Reduced fixed dose tocilizumab 400 mg IV compared to weight-based dosing in critically ill patients with COVID-19: A before-after cohort study

Abstract

Background: Interleukin-6 inhibitors reduce mortality in severe COVID-19. British Columbia began using tocilizumab 8 mg/kg (maximum 800 mg) in January 2021 in critically ill patients with COVID-19, but due to drug shortages, decreased dosing to 400 mg IV fixed dose in April 2021. The aims of this study were twofold: to compare physiological responses and clinical outcomes of these two strategies, and examine the cost-effectiveness of treating all patients with 400 mg versus half the patients with 8 mg/kg and the other half without tocilizumab.

Methods: This was a single-centre, before-after cohort study of critically ill COVID-19 patients treated with tocilizumab, and a control cohort treated with dexamethasone only. Physiological responses and clinical outcomes were compared between patients receiving both doses of tocilizumab and those receiving dexamethasone only. We built a decision tree model to examine cost-effectiveness.

Findings: 152 patients were included; 40 received tocilizumab 8 mg/kg, 59 received 400 mg and 53 received dexamethasone only. Median CRP fell from 103 mg/L to 5.2 mg/L, 96 mg/L to 6.8 mg/L and from 81.3 mg/L to 48 mg/L in the 8 mg/kg, 400 mg tocilizumab, and dexamethasone only groups, respectively. 28-day mortality was 5% (n=2) vs 8% (n=5) vs 13% (n=7), with no significant difference in all pair-wise comparison. At an assumed willingness-to-pay threshold of $50,000 Canadian per life-year, utilizing 400 mg for all patients rather than 8 mg/kg for half the patients is cost-effective in 51.6% of 10,000 Monte Carlo simulations.

Interpretation: Both doses of tocilizumab demonstrated comparable reduction of inflammation with similar 28-day mortality. Without consideration of equity, the net monetary benefits of providing 400 mg tocilizumab to all patients are comparable to 8 mg/kg to half the patients. In the context of ongoing drug shortages, fixed-dose 400 mg tocilizumab may be a practical, feasible and economical option.

Funding: This work was supported by a gift donation from Hsu & Taylor Family to the VGH Foundation, and the Yale Bernard G. Forget Scholarship.
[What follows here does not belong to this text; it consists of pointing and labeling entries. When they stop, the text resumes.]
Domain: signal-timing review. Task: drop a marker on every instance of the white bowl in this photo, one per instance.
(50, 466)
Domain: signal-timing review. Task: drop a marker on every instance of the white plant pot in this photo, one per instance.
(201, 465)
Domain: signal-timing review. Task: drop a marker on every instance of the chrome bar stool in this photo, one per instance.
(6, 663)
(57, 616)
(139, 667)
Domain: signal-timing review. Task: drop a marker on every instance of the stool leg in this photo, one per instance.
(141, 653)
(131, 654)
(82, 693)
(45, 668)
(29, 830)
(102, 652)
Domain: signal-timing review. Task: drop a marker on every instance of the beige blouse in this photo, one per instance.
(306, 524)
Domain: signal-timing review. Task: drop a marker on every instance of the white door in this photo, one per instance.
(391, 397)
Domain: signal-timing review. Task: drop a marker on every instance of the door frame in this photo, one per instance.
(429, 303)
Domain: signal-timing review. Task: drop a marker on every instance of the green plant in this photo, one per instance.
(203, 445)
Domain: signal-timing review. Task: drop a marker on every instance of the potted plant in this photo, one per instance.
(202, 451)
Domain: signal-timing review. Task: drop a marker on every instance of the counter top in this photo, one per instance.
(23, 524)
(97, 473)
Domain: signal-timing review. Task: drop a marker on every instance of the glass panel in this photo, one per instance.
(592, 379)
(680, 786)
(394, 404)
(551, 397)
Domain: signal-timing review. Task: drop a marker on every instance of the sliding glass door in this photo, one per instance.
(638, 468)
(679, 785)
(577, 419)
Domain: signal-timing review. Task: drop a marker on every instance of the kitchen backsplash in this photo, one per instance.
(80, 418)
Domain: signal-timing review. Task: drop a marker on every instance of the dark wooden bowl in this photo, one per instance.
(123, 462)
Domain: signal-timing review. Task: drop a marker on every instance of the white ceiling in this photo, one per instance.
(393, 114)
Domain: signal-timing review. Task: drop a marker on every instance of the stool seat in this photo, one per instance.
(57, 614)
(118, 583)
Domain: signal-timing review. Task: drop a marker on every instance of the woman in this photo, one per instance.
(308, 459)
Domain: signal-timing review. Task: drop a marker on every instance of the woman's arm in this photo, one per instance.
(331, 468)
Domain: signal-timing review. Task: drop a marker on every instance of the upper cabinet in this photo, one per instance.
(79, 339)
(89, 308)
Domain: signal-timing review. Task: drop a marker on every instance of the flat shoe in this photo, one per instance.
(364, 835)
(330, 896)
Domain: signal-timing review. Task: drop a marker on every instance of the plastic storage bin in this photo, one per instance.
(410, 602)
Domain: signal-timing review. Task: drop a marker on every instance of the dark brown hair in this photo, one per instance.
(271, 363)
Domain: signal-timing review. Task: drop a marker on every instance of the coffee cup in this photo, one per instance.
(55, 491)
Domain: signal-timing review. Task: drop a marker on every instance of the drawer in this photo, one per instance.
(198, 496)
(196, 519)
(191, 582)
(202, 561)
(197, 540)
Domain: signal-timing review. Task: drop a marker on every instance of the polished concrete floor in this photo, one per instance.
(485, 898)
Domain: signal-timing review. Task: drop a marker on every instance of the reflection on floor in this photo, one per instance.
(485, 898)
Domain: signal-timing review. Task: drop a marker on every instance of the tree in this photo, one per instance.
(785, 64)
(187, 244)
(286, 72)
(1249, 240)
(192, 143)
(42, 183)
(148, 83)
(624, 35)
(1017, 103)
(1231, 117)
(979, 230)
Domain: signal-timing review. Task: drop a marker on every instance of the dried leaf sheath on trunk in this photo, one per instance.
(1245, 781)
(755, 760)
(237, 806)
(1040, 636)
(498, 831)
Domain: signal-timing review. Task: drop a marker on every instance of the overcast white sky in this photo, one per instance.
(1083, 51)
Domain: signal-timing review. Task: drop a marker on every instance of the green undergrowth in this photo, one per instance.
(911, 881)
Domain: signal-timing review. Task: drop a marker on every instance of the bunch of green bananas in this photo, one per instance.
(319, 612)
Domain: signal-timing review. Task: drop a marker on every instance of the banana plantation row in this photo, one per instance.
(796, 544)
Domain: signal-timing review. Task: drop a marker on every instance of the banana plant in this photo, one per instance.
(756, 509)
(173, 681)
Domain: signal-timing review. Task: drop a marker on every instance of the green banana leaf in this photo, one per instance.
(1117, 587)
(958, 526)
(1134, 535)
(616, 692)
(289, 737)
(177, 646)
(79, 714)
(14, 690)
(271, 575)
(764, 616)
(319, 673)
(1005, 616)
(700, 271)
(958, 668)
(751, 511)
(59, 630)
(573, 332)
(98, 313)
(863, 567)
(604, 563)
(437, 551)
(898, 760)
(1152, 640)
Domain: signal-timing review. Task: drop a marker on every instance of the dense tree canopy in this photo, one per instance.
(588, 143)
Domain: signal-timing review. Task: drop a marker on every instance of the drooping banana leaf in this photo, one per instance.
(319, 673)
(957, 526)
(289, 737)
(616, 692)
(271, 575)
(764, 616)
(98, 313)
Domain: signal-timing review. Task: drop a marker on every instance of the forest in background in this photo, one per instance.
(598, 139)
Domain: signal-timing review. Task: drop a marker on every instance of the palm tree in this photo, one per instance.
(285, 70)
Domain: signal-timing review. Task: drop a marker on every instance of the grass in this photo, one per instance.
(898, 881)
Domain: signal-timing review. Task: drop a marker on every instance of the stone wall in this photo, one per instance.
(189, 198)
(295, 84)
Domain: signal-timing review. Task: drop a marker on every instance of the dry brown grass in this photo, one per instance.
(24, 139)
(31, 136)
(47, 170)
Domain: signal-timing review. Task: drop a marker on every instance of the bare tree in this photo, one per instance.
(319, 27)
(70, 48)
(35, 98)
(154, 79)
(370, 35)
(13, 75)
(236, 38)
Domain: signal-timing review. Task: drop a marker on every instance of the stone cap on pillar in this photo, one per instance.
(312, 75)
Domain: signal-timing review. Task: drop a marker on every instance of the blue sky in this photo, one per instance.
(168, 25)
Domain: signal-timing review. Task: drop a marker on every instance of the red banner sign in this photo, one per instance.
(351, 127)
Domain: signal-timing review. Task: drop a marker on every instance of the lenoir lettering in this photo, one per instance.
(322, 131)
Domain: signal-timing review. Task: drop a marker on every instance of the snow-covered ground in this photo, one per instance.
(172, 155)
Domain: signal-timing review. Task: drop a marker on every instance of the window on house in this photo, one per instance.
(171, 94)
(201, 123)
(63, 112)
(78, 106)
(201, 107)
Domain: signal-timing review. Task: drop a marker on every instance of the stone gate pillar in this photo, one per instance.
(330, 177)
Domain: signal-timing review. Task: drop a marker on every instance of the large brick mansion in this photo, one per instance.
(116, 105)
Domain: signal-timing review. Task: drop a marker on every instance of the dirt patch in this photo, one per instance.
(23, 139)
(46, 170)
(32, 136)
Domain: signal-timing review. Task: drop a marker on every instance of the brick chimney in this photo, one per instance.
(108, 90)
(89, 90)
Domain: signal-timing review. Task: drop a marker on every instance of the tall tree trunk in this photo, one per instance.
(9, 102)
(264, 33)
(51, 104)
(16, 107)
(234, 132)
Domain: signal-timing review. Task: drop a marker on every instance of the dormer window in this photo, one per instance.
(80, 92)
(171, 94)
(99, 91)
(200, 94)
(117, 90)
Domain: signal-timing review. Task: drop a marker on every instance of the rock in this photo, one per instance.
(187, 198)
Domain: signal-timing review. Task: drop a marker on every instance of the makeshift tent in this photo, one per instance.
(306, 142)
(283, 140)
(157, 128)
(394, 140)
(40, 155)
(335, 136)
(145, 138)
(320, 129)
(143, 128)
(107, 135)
Keywords: COVID-19; Cost-effectiveness; Covid cytokine storm; Interleukin-6; Tocilizumab.

Figure 1

Longitudinal change in CRP, ferritin, lymphocyte cell count, and the ratio of PaO2:FiO2 in COVID-19 patients given dexamethasone alone or in conjunction with tocilizumab. Paired data was collected in the 6–24 h prior to tocilizumab administration (day 0) and then again a median of 5 days later (day 5) in COVID-19 patients given dexamethasone in combination with A–D) 400 mg IV fixed dose or E–H) 8 mg/kg (maximum 800 mg) of tocilizumab. I–L) Paired data taken upon admission to the ICU (day 0) and 5 days later (day 5) in patients given dexamethasone alone. Paired data was plotted and analyzed using a Wilcoxon signed rank test. Dark, thicker line in each panel represents group median values.

Figure 2

Cost-effectiveness acceptability curve. At a willingness-to-pay of $50,000 CAD, tocilizumab 400 mg per patient is favored in 51.6% of 10,000 Monte Carlo simulations.